TLDR: An interviewer scolds candidates for AI parroting and not researching companies, urging authentic answers and customer focus. Commenters clap back, saying hiring signals are inconsistent—some interviewers even demand more AI—while others argue revenue comes from marketing and UX, not fancy system design, exposing confusion in how tech hires are judged.
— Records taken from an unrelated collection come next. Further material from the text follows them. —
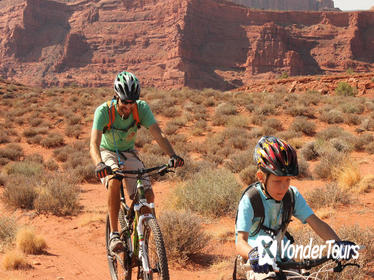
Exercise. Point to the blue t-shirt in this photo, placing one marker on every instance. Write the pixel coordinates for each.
(273, 214)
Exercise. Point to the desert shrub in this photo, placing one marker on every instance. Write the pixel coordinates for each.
(328, 196)
(24, 168)
(331, 117)
(62, 153)
(330, 132)
(273, 123)
(52, 140)
(38, 158)
(73, 119)
(8, 229)
(369, 148)
(367, 124)
(150, 159)
(15, 260)
(352, 119)
(288, 134)
(183, 235)
(4, 138)
(30, 132)
(20, 192)
(73, 130)
(57, 195)
(238, 121)
(330, 158)
(343, 144)
(34, 122)
(238, 161)
(143, 136)
(29, 243)
(34, 139)
(212, 192)
(301, 124)
(304, 171)
(309, 151)
(362, 141)
(51, 165)
(352, 107)
(171, 112)
(248, 174)
(11, 151)
(345, 89)
(266, 109)
(300, 110)
(225, 109)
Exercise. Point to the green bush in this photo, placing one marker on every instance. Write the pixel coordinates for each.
(52, 140)
(20, 192)
(345, 89)
(12, 152)
(328, 196)
(58, 195)
(301, 124)
(248, 174)
(8, 229)
(183, 235)
(212, 192)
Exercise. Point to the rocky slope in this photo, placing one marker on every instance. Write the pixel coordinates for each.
(293, 5)
(174, 43)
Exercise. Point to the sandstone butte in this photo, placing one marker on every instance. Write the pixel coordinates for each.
(298, 5)
(176, 43)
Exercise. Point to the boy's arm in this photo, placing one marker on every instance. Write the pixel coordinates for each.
(322, 229)
(95, 145)
(161, 140)
(242, 246)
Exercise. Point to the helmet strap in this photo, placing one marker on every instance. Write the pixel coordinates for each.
(264, 189)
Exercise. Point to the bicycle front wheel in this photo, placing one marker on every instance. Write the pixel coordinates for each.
(119, 268)
(157, 259)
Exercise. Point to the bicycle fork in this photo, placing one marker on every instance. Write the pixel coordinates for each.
(143, 252)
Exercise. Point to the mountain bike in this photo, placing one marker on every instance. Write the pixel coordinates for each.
(301, 270)
(140, 233)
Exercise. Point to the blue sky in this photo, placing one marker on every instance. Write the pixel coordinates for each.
(349, 5)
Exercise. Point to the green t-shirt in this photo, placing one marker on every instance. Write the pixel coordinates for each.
(124, 140)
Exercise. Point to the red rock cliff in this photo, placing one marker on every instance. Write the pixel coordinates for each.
(293, 5)
(174, 43)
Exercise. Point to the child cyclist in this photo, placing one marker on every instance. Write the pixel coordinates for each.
(277, 165)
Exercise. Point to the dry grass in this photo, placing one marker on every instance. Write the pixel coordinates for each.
(212, 192)
(8, 230)
(15, 260)
(30, 243)
(330, 195)
(183, 235)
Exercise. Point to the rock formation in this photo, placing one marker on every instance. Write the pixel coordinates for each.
(287, 5)
(175, 43)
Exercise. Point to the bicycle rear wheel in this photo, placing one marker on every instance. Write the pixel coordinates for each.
(117, 271)
(156, 252)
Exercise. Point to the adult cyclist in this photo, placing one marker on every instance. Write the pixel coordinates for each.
(277, 165)
(112, 142)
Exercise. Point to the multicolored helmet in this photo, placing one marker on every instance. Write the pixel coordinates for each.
(127, 86)
(275, 156)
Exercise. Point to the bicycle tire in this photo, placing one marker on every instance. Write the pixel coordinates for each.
(156, 252)
(117, 272)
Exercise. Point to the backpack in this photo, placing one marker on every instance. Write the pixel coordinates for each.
(259, 211)
(112, 117)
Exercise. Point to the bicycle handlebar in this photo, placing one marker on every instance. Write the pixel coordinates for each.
(309, 264)
(162, 170)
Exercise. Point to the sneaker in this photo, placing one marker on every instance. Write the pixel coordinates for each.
(115, 243)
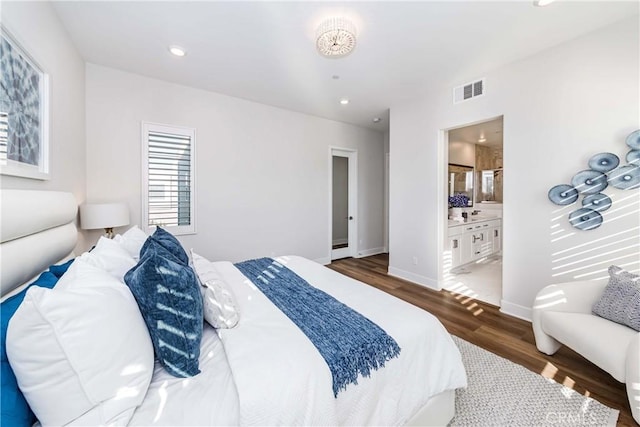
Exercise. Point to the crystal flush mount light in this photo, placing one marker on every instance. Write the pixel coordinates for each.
(336, 37)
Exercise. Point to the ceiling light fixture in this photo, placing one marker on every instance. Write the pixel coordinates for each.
(177, 51)
(336, 37)
(542, 3)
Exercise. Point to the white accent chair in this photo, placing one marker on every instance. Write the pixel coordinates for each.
(562, 315)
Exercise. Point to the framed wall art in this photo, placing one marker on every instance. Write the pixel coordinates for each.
(24, 112)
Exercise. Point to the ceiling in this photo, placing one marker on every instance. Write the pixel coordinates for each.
(490, 131)
(265, 51)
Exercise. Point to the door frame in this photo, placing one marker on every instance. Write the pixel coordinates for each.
(352, 248)
(443, 192)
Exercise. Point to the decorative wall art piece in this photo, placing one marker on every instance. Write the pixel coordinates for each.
(23, 112)
(604, 170)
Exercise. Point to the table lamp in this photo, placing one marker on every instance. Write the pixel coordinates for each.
(104, 215)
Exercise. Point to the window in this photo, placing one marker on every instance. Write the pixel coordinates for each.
(168, 178)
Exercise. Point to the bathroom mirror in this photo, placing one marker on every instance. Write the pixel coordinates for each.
(489, 188)
(461, 181)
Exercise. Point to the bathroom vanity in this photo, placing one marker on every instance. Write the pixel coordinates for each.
(476, 238)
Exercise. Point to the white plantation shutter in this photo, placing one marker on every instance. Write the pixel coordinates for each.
(168, 178)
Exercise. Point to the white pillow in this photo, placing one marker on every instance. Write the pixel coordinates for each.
(110, 257)
(219, 306)
(81, 351)
(132, 241)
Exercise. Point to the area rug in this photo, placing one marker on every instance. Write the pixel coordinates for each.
(502, 393)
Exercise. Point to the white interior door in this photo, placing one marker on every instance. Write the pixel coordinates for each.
(343, 200)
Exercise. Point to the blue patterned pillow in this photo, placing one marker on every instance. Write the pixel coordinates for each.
(169, 242)
(620, 301)
(169, 298)
(15, 409)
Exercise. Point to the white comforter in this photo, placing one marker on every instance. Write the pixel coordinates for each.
(208, 399)
(281, 378)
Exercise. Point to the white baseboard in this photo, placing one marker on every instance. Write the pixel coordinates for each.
(414, 278)
(369, 252)
(323, 261)
(515, 310)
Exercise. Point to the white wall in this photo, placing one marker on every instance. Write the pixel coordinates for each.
(36, 27)
(262, 173)
(560, 107)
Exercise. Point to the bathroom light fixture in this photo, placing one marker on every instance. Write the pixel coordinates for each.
(177, 51)
(336, 37)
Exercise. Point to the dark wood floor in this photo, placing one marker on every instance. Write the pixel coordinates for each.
(483, 324)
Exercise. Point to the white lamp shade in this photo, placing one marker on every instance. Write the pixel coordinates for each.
(104, 215)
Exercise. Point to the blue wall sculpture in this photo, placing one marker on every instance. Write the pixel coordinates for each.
(604, 170)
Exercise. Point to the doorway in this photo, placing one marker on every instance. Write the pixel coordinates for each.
(343, 202)
(472, 262)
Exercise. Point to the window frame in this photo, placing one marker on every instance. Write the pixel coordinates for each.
(149, 127)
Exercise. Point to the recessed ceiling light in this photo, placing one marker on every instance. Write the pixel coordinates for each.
(177, 51)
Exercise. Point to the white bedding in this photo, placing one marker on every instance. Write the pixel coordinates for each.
(208, 399)
(281, 378)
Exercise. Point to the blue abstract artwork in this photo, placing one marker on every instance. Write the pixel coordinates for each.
(604, 171)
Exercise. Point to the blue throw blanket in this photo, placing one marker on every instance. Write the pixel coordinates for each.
(350, 343)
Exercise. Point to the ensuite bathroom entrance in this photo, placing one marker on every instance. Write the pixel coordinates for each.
(472, 262)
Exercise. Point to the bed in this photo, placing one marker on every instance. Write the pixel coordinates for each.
(263, 371)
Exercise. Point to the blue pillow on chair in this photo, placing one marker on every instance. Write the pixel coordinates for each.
(15, 409)
(169, 299)
(169, 242)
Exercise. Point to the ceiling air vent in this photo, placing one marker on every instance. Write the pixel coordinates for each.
(468, 91)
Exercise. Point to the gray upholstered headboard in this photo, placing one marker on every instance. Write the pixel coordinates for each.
(37, 229)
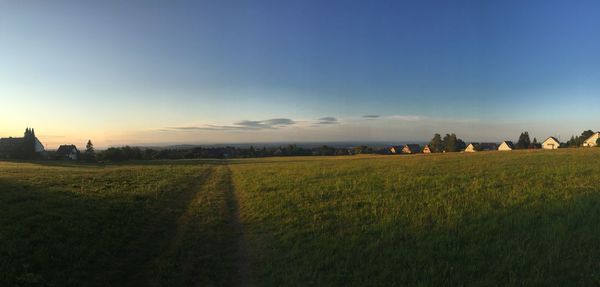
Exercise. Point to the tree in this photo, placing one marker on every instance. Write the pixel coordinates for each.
(524, 141)
(535, 144)
(436, 144)
(90, 153)
(586, 135)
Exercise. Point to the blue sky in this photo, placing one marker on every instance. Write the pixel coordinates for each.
(252, 71)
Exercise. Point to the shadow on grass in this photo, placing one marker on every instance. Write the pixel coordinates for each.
(54, 238)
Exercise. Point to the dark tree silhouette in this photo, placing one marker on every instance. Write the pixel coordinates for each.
(436, 144)
(524, 141)
(90, 153)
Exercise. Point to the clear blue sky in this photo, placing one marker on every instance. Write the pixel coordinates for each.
(248, 71)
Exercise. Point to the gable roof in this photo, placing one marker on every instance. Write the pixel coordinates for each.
(553, 138)
(488, 146)
(413, 147)
(593, 135)
(483, 146)
(66, 149)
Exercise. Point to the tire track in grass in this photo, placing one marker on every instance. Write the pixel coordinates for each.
(243, 262)
(139, 267)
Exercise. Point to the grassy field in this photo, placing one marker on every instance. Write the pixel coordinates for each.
(515, 218)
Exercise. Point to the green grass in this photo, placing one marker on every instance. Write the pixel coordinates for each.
(518, 218)
(495, 218)
(69, 225)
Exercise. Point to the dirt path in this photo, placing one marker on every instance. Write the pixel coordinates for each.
(145, 250)
(243, 262)
(197, 240)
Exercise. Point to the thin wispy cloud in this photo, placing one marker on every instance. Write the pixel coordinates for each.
(408, 118)
(327, 121)
(245, 125)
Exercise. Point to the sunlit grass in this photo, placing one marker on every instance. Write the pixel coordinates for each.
(462, 219)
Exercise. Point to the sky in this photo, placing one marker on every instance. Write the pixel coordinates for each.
(198, 72)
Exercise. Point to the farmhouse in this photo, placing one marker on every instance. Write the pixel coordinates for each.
(551, 143)
(427, 149)
(592, 141)
(24, 147)
(506, 145)
(411, 148)
(474, 147)
(67, 152)
(396, 149)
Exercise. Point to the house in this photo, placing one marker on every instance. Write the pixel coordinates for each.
(26, 147)
(411, 148)
(551, 143)
(506, 145)
(474, 147)
(67, 152)
(427, 149)
(396, 149)
(592, 141)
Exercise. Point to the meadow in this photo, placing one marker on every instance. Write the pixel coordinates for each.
(489, 218)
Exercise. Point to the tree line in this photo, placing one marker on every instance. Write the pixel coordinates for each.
(126, 153)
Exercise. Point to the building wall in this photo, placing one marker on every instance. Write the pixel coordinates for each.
(592, 140)
(550, 144)
(470, 148)
(504, 147)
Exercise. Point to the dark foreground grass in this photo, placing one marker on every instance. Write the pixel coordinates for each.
(112, 226)
(488, 219)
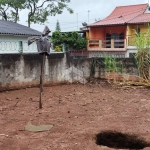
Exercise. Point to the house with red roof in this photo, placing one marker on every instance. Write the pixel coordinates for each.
(114, 35)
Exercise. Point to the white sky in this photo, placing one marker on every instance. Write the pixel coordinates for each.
(99, 9)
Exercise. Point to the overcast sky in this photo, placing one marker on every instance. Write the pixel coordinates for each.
(84, 11)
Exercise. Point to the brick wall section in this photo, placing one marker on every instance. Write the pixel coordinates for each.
(18, 71)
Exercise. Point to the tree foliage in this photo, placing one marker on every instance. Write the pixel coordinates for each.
(9, 9)
(142, 42)
(39, 10)
(72, 41)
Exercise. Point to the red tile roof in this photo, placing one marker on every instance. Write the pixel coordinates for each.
(123, 15)
(143, 18)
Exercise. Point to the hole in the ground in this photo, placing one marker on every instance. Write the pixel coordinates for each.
(119, 140)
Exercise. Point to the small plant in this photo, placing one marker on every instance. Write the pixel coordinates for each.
(58, 48)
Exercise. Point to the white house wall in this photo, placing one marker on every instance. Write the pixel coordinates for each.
(16, 44)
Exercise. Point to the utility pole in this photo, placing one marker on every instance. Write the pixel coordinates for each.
(77, 21)
(88, 15)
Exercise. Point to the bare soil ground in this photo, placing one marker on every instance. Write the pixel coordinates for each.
(78, 113)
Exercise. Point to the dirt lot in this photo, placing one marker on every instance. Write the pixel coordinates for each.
(77, 114)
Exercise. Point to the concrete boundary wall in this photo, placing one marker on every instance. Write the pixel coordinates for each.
(18, 71)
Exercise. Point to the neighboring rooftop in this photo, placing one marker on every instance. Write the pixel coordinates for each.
(9, 27)
(125, 14)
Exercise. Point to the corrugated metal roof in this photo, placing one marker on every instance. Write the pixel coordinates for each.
(122, 15)
(9, 27)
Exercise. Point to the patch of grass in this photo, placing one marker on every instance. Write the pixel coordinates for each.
(119, 140)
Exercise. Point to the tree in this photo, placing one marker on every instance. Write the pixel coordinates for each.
(40, 10)
(9, 9)
(58, 26)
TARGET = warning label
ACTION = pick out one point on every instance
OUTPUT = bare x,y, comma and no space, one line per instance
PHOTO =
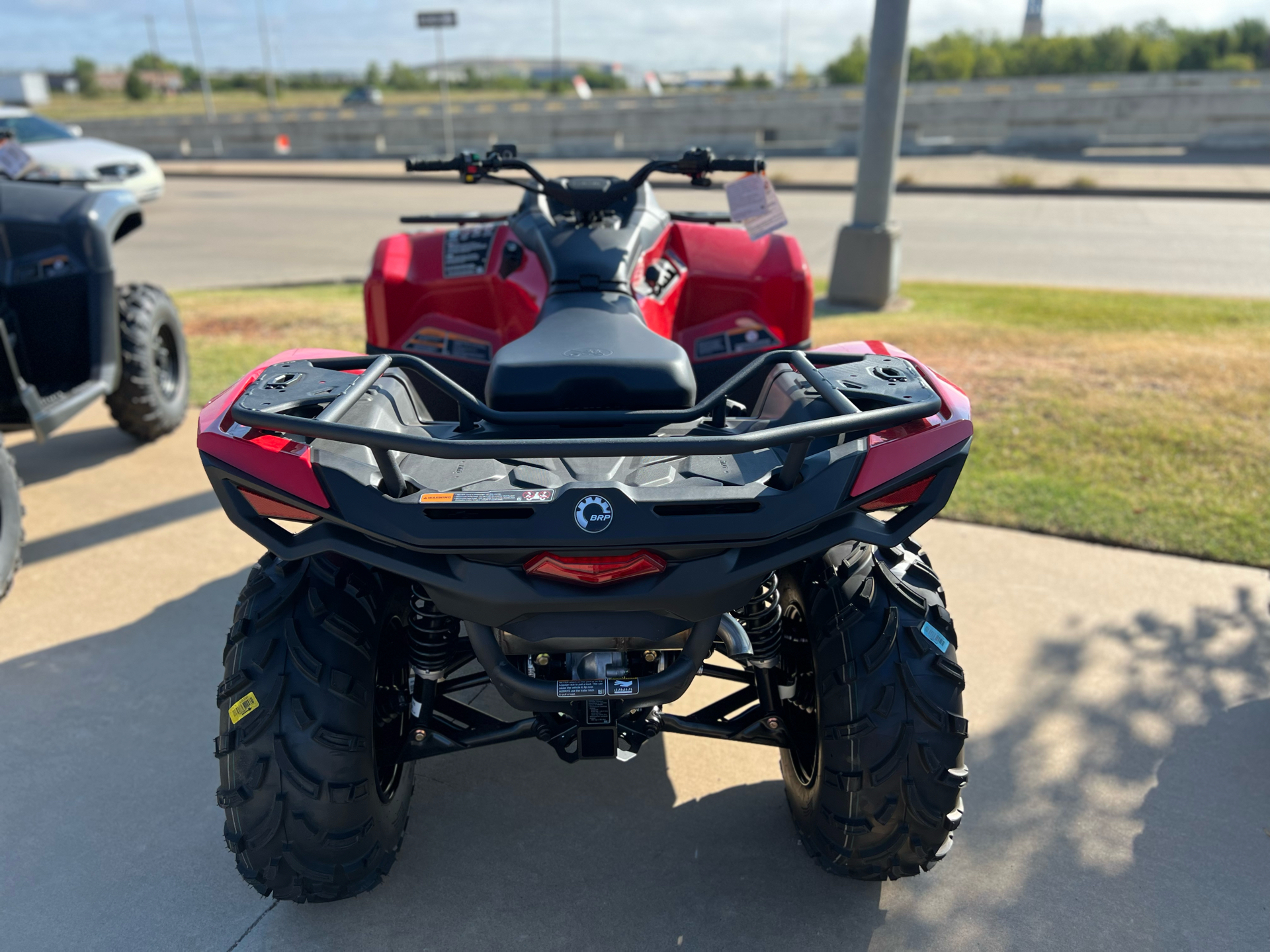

A veteran system design interviewer just dropped a spicy rant: stop reading answers off ChatGPT, do your homework on the company (he even name-checks Rokt), start with the customer, and it’s okay to say “I don’t know” (he says that’s a plus). His pet peeve? The glasses glare that betrays candidates tabbing between AI and the shared whiteboard. He’s begging for your real voice, not the “global leader in buzzword bingo” script.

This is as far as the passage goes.